Open source Apache Hadoop to become Microsoft’s Windows Azure and Server big data analyser

Microsoft’s plans for tackling big data within the enterprise include an Apache Hadoop-based distribution for Windows Server and Windows Azure.

Apache Hadoop is a scalable solution for companies looking to crunch massive amounts of data, sorting through it to find the tendencies and patterns necessary to make better business decisions. Organisations already using the open-source framework for production or educational purposes include eBay, Facebook, Hulu, IBM, Twitter, and a handful of universities.

Elephantine Analysis Project

Yahoo nurtured Hadoop as a “science project” of sorts for six years before it split off under the umbrella of an independent, venture capital-funded company called Hortonworks.

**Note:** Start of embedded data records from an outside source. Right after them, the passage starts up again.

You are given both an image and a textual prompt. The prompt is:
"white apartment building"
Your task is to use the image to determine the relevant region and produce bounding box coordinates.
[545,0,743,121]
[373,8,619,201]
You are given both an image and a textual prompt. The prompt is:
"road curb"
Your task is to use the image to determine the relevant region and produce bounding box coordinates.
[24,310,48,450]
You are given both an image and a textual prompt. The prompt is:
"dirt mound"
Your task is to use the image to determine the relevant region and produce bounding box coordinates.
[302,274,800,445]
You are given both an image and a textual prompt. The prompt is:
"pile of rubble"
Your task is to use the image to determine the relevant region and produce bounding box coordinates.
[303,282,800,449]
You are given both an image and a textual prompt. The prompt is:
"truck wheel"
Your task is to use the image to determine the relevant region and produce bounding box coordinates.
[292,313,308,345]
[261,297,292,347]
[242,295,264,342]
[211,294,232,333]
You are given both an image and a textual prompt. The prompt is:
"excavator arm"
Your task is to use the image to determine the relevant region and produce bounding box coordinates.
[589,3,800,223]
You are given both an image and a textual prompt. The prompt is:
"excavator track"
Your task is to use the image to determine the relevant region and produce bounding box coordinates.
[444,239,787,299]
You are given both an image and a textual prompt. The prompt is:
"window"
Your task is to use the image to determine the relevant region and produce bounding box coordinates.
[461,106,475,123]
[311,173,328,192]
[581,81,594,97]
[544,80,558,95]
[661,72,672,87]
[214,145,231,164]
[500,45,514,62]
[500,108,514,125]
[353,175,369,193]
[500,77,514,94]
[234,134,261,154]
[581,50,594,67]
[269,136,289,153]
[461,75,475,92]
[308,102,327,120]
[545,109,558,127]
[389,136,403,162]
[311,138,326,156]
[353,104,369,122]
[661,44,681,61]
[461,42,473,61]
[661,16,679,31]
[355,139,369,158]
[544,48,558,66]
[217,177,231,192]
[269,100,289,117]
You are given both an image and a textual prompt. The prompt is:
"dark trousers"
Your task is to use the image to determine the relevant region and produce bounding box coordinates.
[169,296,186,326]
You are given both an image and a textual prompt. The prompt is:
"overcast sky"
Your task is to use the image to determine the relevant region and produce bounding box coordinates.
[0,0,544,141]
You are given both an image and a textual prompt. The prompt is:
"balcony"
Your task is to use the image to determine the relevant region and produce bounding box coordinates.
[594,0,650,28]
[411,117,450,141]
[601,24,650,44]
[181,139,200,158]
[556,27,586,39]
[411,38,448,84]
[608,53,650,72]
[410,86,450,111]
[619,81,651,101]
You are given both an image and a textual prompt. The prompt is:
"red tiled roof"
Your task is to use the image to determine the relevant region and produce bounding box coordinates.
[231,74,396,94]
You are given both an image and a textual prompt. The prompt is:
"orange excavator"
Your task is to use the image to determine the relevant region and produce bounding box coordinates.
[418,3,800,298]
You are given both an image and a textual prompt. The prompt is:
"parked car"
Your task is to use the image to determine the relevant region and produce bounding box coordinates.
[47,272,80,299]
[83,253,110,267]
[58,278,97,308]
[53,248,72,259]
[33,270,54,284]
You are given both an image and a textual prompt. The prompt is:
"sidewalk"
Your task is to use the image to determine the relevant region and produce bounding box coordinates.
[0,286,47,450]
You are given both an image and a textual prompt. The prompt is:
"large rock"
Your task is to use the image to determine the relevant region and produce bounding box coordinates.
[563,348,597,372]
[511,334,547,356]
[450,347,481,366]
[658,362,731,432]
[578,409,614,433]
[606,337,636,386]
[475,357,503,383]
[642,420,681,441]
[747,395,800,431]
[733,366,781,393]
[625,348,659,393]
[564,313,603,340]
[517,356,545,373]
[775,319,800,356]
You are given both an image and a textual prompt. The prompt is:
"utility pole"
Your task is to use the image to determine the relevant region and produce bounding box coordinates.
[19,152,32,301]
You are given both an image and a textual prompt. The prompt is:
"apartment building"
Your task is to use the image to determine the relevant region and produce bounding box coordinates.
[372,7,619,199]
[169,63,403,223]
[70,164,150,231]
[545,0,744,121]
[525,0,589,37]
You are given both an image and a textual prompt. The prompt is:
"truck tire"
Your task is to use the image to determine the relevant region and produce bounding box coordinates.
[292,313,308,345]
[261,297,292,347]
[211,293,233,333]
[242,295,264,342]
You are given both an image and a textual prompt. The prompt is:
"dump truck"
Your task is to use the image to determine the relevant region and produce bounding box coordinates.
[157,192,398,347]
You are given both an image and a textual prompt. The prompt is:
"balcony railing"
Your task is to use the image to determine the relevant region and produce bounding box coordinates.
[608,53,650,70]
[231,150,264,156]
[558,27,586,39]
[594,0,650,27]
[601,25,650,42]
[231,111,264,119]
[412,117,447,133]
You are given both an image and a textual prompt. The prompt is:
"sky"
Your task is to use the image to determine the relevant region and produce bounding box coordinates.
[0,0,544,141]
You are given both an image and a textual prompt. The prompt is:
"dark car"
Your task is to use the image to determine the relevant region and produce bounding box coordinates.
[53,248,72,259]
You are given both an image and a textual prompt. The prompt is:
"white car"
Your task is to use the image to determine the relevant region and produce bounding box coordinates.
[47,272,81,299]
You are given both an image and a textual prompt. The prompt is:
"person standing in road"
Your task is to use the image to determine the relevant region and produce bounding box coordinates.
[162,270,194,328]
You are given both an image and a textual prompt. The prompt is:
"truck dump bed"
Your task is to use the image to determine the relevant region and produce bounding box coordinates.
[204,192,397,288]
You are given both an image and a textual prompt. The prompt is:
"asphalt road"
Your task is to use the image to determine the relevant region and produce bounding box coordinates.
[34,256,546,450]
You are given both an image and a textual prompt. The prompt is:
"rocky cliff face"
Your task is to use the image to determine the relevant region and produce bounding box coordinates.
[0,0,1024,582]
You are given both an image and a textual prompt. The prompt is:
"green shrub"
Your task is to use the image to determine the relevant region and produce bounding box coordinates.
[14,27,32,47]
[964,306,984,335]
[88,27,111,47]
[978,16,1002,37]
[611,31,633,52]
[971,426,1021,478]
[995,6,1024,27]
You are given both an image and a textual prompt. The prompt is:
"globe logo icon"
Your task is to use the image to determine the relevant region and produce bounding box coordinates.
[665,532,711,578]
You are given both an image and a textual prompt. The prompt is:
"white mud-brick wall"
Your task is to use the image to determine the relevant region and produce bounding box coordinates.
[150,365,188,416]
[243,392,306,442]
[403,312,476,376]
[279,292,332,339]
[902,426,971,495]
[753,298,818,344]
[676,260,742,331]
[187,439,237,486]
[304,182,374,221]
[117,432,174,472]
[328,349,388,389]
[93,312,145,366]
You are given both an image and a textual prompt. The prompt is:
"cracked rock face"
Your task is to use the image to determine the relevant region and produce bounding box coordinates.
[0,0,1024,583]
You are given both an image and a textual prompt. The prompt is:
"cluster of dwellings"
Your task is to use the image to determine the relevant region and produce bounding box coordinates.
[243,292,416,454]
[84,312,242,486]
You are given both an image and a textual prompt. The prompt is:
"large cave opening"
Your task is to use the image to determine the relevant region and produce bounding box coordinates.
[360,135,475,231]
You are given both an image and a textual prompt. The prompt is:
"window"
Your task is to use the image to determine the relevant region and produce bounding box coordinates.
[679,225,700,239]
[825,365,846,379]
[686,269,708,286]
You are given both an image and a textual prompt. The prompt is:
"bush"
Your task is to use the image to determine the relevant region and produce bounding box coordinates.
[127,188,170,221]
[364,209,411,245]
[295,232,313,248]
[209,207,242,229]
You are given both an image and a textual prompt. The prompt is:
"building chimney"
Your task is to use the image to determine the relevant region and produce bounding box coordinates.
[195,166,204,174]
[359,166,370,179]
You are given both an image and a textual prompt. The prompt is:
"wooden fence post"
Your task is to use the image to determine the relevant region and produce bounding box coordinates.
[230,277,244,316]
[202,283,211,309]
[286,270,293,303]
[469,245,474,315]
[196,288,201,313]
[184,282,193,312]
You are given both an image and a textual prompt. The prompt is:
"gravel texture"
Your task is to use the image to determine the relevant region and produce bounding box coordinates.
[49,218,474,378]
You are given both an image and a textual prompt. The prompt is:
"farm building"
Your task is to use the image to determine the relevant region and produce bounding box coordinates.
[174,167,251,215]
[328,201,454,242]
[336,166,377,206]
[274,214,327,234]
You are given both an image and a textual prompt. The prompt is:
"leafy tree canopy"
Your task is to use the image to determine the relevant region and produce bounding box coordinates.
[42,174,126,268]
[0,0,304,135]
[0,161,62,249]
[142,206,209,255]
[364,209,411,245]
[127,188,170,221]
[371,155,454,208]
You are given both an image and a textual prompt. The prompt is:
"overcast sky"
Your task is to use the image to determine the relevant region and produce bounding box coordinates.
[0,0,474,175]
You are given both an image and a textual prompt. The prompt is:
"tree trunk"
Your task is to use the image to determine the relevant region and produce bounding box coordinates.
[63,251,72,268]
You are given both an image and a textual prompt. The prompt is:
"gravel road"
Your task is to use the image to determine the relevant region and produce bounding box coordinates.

Microsoft announced the Hadoop augmentation for Windows Server and Windows Azure – which obviously includes a strategic partnership with Hortonworks – at its Pass Summit 2011. “The next frontier is all about uniting the power of the cloud with the power of data to gain insights that simply weren’t possible even just a few years ago,” Microsoft corporate vice president Ted Kummert told the audience during his opening keynote.

Microsoft plans for a community technology preview of the Hadoop service for Windows Azure by the end of this year, followed by the CTP for the Hadoop service for Windows Server sometime in 2012. In a release associated with the announcement, Microsoft also pledged to “work closely with the Hadoop community” and “propose contributions back to the Apache Software Foundation and the Hadoop project”.

“Over 80 percent of new data being generated is from unstructured sources,” Eric Baldeschwieler, CEO of Hortonworks, wrote in a statement released by Microsoft. “We are excited to work with Microsoft to help make Apache Hadoop a compelling platform for storing and processing data.”

Microsoft used the PASS Summit 2011 to show off a “Data Explorer” prototype for sharing and discovering business data, which will apparently be included with the Windows Azure Marketplace. Microsoft is also planning a set of “highly interactive” data visualisation tools which leverage touch technology. That seems an attempt to leverage upcoming releases such as Windows 8, whose user interface will offer a significant touch-based component.